I sometimes ask myself whether a re-mystification of nature is at play in the artworks I’ve discussed above. These artists mostly emphasize not knowing, cultivate a loss of understanding and offer strong, immediate visual experiences. At the same time, the cold, detached gaze of the flatbed scanner, the laser or the microscope precludes sentimental attachment. Over the past decade, the art world has adopted the language of object-oriented ontology, a philosophical school that has in part produced theoretical descriptions of humanity’s relationship with nature that, to some extent, resonate with the artistic positions I’ve highlighted. Graham Harman, a leading figure of this “ontological turn,” has argued, for instance, that objects retain a “dark core” that is inaccessible to human observers and fundamentally unknowable.
But rather than applying such a theoretical framework to these artworks, I’d like to contextualize them instead within a contemporary visual paradigm that includes Godard’s film as well as a broadly defined visual culture. Microscopic detail is a familiar part of our image vocabulary. Medical dramas on television, for example, have accustomed us to images of malignant cells moving through arteries, attacking healthy organs.
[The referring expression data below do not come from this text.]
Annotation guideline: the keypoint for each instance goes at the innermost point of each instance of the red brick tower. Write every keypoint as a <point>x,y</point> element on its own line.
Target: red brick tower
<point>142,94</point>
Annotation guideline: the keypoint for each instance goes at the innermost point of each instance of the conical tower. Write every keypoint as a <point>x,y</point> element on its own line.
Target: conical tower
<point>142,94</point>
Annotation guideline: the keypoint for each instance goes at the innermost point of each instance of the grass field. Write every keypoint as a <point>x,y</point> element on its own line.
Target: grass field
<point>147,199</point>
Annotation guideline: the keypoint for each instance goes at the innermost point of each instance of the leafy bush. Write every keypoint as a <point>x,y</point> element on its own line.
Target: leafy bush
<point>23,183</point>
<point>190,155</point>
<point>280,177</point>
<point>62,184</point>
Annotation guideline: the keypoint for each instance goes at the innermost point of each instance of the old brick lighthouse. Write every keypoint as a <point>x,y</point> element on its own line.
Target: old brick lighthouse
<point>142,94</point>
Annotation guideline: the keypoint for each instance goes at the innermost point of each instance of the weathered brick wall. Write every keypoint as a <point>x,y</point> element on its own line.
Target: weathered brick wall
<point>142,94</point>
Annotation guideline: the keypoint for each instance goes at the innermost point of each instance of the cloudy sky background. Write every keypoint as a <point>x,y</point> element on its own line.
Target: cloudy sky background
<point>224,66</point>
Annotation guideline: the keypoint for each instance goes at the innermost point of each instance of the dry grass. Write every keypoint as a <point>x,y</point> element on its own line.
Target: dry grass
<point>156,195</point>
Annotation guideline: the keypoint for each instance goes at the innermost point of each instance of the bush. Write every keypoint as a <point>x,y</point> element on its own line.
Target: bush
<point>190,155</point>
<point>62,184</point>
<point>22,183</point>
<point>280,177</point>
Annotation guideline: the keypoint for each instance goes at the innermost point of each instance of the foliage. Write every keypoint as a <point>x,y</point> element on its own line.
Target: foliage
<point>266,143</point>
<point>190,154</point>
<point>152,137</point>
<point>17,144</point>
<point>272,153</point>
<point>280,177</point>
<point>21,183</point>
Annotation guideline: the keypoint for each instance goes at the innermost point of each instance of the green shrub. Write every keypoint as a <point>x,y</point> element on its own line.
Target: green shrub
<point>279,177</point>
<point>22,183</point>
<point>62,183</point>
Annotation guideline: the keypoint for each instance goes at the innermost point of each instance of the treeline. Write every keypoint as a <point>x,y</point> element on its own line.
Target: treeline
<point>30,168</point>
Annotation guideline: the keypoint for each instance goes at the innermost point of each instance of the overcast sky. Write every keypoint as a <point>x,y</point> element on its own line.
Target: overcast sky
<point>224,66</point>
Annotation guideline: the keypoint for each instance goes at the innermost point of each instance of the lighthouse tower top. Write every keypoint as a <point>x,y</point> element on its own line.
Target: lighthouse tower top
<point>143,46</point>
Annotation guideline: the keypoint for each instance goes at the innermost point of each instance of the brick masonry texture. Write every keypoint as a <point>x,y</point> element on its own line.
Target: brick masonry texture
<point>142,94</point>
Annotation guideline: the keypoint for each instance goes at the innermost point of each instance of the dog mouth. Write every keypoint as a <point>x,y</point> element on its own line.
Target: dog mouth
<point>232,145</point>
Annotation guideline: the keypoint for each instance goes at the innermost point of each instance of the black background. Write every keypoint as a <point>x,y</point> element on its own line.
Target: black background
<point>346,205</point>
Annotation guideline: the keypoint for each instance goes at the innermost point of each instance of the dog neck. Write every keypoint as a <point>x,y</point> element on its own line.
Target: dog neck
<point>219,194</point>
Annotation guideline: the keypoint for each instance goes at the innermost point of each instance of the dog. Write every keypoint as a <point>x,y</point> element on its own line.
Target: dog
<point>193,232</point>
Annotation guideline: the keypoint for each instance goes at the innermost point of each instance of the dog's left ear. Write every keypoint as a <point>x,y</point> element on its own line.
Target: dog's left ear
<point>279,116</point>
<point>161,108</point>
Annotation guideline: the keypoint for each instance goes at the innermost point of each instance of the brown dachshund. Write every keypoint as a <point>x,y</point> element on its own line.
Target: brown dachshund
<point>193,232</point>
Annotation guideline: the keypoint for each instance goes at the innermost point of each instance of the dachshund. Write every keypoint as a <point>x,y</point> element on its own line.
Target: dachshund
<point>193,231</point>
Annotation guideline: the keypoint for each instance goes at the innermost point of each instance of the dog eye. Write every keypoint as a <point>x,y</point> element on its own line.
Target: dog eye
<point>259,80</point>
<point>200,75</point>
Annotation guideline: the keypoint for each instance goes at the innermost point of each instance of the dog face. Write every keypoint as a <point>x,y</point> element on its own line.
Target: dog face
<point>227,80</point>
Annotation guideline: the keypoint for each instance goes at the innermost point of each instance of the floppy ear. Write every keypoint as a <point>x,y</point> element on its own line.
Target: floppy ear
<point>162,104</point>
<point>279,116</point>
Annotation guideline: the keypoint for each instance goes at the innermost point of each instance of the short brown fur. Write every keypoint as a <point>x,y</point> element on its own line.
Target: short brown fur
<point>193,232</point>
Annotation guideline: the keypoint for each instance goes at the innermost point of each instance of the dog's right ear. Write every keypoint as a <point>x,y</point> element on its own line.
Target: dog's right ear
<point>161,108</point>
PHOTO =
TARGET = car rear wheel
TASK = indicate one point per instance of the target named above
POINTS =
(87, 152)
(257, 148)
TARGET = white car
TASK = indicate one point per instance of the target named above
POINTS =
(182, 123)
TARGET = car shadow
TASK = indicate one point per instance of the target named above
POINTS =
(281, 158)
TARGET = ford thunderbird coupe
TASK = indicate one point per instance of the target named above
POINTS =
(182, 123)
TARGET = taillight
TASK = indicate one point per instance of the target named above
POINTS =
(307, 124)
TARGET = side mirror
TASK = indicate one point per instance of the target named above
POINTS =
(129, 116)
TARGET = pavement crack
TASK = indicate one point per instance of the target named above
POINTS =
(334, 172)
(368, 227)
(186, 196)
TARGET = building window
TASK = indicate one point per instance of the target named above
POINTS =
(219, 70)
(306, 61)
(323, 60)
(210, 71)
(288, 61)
Good chefs and knowledgeable diners have likewise embraced the idea of “molecular gastronomy.”
Our lives are increasingly subject to surveillance procedures that make our everyday actions available in great detail to observers. In a way, these technologically advanced artworks bring the technologies and visual language of surveillance to leaves, stones or drops in a river—terrain that is often considered “pure,” untouched by power.
The drive to look more closely at the detailed structures of things that may appear remote from us (an extraterrestrial stone, the structure of an Amazonian leaf) is hardly unprecedented in the optical paradigm we inhabit. What differentiates these artworks, and makes them vital to discuss, is how they decentralize the human viewer as a knowing subject, requiring us to rethink boundaries between ourselves and the world at large.